Reports emerged Thursday morning that ownership of Oak Park’s troubled West Suburban Medical Center owes nearly $70 million to the state of Illinois.
The Chicago Tribune reported that Resilience Healthcare — the for-profit management company that’s operated West Sub and the recently-closed Weiss Memorial Hospital since 2022 — owes $69 million in unpaid monthly hospital assessment payments and late penalties to the state. Department of Healthcare and Family Services spokesperson Melissa Kula reportedly told the newspaper that Weiss owes the state $27.7 and that West Sub owes the state $41.6 million.
The newspaper also reportedly obtained 18 letters sent from DHFS to Resilience related to the money owed.
The report follows months of dysfunction at the safety-net hospitals which have spilled out into the public eye.

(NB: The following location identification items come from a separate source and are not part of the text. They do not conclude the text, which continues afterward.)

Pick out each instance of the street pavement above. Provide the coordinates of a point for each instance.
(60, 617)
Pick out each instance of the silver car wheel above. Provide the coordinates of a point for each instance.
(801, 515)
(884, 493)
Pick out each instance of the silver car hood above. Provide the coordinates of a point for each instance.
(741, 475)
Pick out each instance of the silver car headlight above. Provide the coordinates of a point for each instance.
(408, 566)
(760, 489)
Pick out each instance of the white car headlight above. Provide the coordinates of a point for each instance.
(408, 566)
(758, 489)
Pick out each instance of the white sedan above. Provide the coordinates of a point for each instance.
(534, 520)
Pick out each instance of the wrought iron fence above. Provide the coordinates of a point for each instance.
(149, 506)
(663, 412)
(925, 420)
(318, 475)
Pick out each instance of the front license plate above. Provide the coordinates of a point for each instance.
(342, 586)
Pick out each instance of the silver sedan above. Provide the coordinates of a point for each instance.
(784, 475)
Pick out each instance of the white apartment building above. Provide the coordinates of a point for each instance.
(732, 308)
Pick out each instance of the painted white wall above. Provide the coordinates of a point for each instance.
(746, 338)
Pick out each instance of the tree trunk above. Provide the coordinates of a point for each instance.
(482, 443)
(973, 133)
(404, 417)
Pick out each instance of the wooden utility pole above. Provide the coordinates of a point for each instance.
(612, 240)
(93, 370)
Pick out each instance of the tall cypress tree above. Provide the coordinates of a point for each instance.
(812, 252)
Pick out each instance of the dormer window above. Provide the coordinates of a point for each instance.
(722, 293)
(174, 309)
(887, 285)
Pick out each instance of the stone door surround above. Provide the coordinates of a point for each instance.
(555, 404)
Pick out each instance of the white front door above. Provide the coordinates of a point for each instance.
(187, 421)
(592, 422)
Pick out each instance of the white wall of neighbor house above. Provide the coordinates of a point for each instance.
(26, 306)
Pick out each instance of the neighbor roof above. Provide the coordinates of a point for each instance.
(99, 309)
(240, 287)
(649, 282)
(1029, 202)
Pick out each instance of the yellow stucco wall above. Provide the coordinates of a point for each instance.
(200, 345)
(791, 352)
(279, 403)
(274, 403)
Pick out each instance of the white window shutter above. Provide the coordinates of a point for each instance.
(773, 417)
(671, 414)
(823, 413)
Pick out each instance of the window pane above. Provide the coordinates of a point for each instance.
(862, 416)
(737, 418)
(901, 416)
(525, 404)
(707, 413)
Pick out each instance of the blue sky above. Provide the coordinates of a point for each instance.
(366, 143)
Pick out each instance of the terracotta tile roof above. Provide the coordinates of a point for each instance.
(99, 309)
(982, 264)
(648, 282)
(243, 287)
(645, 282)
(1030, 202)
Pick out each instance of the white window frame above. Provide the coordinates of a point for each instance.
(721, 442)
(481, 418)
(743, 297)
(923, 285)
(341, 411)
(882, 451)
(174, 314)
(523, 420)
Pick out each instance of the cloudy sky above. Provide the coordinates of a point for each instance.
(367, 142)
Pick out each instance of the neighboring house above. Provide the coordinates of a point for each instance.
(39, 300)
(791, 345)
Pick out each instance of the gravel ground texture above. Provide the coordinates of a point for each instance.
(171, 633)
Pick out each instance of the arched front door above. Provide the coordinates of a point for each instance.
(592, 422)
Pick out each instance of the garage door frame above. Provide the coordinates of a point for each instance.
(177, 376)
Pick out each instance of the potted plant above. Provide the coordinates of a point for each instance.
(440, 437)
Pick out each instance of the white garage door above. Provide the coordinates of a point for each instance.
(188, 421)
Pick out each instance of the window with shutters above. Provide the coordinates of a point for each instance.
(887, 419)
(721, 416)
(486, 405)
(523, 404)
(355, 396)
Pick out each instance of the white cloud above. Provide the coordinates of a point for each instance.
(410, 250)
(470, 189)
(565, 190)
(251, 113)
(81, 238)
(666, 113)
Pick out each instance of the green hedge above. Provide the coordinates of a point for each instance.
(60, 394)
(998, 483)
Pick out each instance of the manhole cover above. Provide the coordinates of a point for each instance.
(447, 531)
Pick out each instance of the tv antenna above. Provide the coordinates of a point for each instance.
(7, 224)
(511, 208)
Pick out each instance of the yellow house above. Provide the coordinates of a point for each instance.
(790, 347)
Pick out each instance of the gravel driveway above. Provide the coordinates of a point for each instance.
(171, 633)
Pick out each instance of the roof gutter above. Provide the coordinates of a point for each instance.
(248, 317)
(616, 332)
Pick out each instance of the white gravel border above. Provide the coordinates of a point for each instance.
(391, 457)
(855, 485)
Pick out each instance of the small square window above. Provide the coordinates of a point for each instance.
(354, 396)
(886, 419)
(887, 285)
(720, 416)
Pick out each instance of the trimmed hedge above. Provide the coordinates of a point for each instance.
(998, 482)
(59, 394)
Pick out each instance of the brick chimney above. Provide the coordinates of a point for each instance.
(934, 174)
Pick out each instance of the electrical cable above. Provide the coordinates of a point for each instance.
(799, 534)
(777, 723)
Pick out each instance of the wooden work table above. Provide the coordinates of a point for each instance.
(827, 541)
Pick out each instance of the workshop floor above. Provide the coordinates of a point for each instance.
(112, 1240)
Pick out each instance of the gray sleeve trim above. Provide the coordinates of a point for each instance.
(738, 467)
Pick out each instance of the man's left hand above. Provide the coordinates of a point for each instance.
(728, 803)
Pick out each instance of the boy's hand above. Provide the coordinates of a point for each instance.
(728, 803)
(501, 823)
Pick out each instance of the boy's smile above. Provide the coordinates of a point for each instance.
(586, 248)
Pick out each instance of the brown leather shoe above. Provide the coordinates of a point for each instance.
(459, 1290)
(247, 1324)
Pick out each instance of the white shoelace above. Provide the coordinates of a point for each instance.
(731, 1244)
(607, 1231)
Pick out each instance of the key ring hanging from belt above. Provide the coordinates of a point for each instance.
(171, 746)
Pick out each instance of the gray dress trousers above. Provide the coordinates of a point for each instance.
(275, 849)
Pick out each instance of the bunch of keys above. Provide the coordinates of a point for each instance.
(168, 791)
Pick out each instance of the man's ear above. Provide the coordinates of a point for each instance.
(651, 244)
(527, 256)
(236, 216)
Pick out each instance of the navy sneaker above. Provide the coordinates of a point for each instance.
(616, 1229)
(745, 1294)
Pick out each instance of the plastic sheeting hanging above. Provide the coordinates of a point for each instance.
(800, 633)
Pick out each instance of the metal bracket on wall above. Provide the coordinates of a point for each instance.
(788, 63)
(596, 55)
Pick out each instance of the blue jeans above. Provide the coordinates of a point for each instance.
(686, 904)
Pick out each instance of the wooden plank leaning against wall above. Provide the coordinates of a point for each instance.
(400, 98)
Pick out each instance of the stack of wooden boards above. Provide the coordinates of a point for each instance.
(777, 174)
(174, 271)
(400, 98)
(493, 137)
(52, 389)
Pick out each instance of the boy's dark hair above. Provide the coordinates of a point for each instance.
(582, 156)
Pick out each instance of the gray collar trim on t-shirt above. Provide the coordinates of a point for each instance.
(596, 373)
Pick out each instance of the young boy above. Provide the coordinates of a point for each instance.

Since July, Wednesday Journal has covered problems at West Sub including accounts of unsafe high temperatures inside the hospital building and the abrupt dismissal of the hospital’s entire Family Birthplace nursing staff.
A recent Wednesday Journal FOIA request also revealed that the hospital had failed more than two dozen Oak Park elevator inspections since the start of 2023 and had failed an Oak Park fire safety inspection in August.
On Aug. 8, Resilience Healthcare shuttered Weiss Memorial in Chicago’s Uptown neighborhood — citing financial woes. Weiss had been terminated from the federal Medicaid and Medicare systems following safety issues uncovered by state investigators at the hospital.
At a press conference tied to that announcement, Resilience Healthcare CEO Manoj Prasad broke a media silence and acknowledged that West Sub is in bad enough financial straits that leaders make spending decisions based on how much cash arrives on a given day.
Resilience is reportedly appealing the Weiss Medicaid and Medicare decision, a process that Prasad said could take up to a year.
At that press conference, Prasad said the organization assumed $81 million in debt when it took control of the hospitals.